The night began with a panel session between Planet Fashion producer, Celia Evans and Kat Maryfield. Maryfield is the owner of Kat’s Naturals, an organic cosmetic line that pairs the beneficial power of CBD with the skins natural chemicals for enhancing results. And of course, everyone present got to take home a sample.

The next panel featured clothing designer Bridgett Artise, and Angela Clark, a jewelry designer who salvages old stones and gems. Artise uses old clothes, from thrift stores or personal donations, and amends the items using stitch and patchwork. This process, which maintains the original article of clothing but gives it new life, is known as upcycling. Similarly, Clark keeps found gems and stones in their original condition because, as she says, it has already lasted so long! Both women focused on repurposing items already in existence to reduce waste in the fashion industry.

The final panel featured Stacy Change of Veerah shoes and Oliver Tolentino, a high-end fashion designer. Veerah uses organic materials such as apple skins and algae foam to make elegant footwear. Stacy began her shoe line because she wanted to “align her values with her closet.”

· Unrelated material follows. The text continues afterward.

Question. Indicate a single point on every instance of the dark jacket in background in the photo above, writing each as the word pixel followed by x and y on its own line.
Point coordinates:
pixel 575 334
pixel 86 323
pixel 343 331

Tolentino, a local LA designer, displayed his eco gown line at his first ever fashion week appearance. For his eco line, Tolentino, remarkably, uses pineapple fibers to weave the fabrics that form his gowns. The end result is completely compostable! Tolentino derives the pineapple fiber and weaving techniques from Philippine tradition. Thus, his product is sustainable two times over: he uses natural materials and traditional techniques that sustain economic growth in small villages.

After the panel discussions concluded the audience had a chance to ask questions which made the experience feel collaborative–as if we were all there to reach a solution together. Then for the main event, the fashion show! It was amazing to see what sustainable fashion looked like: beautiful, original, and overall, not that different from physically “new” fashion. The main difference being that you can feel better wearing it.

Hopefully, Sustainable Fashion Day is the beginning of a new trend. Sustainable clothing is marketable and fashionable! It is time to revert back to longevity and turn away from fast fashion. However, there is still a long way to go. The fashion industry is also responsible for criminal workforce practices, toxic levels of carbon dioxide production, and the list goes on. The important message to take away from Sustainable Fashion Day is that environmental degradation infiltrates all sectors of our lives. There is always room for us to make more informed and sustainable decisions to protect our planet and ourselves.

Reference
Cooper, Kelly-Leigh, “Fast fashion: Inside the fight to end the silence on waste,” BBC: News.
EPA, “Textiles: Material-Specific Data,” United States Environmental Protection Agency.